En France, les droits d’auteur sont régis par le Code de la propriété intellectuelle. On distingue plusieurs types de droits : moraux, patrimoniaux et voisins. Concernant nos trois profils, voici comment la répartition s’opère :
1. L’auteur et le compositeur : deux piliers, une égalité de principe
- Droits moraux : Inaliénables, ils permettent à l’auteur et au compositeur de défendre la paternité et l'intégrité de leur œuvre, peu importe les cessions ultérieures.
- Droits patrimoniaux : Permettent la perception de royalties pour chaque exploitation (vente, streaming, diffusion radio, reproduction, etc.).
La SACEM (et la plupart des sociétés de gestion collective dans le monde) considère que l’auteur et le compositeur se partagent équitablement les droits patrimoniaux. Classiquement, lors d’une déclaration d’œuvre :
- 50% des parts sont allouées au(x) compositeur(s)
- 50% à l’/aux auteur(s)
Si la même personne endosse les deux casquettes, elle perçoit 100% des droits.

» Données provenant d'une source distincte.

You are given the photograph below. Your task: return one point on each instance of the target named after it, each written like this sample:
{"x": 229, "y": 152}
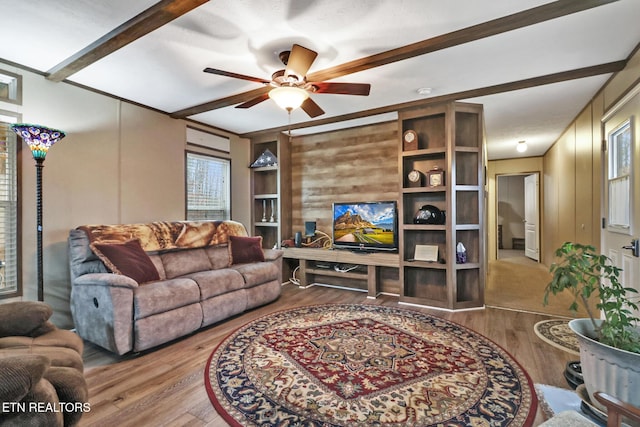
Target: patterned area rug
{"x": 365, "y": 365}
{"x": 557, "y": 333}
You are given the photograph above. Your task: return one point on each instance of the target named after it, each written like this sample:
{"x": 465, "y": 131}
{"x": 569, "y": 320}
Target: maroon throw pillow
{"x": 245, "y": 249}
{"x": 127, "y": 259}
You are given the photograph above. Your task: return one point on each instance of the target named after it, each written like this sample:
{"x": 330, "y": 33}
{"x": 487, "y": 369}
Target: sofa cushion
{"x": 219, "y": 256}
{"x": 23, "y": 317}
{"x": 58, "y": 356}
{"x": 179, "y": 263}
{"x": 257, "y": 273}
{"x": 217, "y": 282}
{"x": 164, "y": 295}
{"x": 18, "y": 374}
{"x": 127, "y": 259}
{"x": 70, "y": 387}
{"x": 245, "y": 249}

2. L’arrangeur : un statut ambigu dans la chaîne de la valeur
Contrairement à l’auteur et au compositeur, le rôle de l’arrangeur n’est pas systématiquement reconnu comme générant des droits d’auteur. Selon l’article L113-7 du CPI, l’arrangement suppose un acte de “dérivation” d’une œuvre principale, qui n’ouvre des droits qu’en cas d’originalité manifeste et d’accord préalable de l’auteur/compositeur original.
En pratique :
- L’arrangeur est rarement considéré comme co-auteur, sauf innovation majeure.
- Il est le plus souvent rémunéré par un cachet dans le cadre d’une session d’enregistrement ou d’un contrat spécifique.
- Si ses choix artistiques modifient profondément l’œuvre, il peut parfois prétendre à un partage des droits, mais ceci est validé au cas par cas par la SACEM.
En 2022, la SACEM répertoriait moins de 2% des ayants droit issus uniquement de l’arrangement (source : SACEM).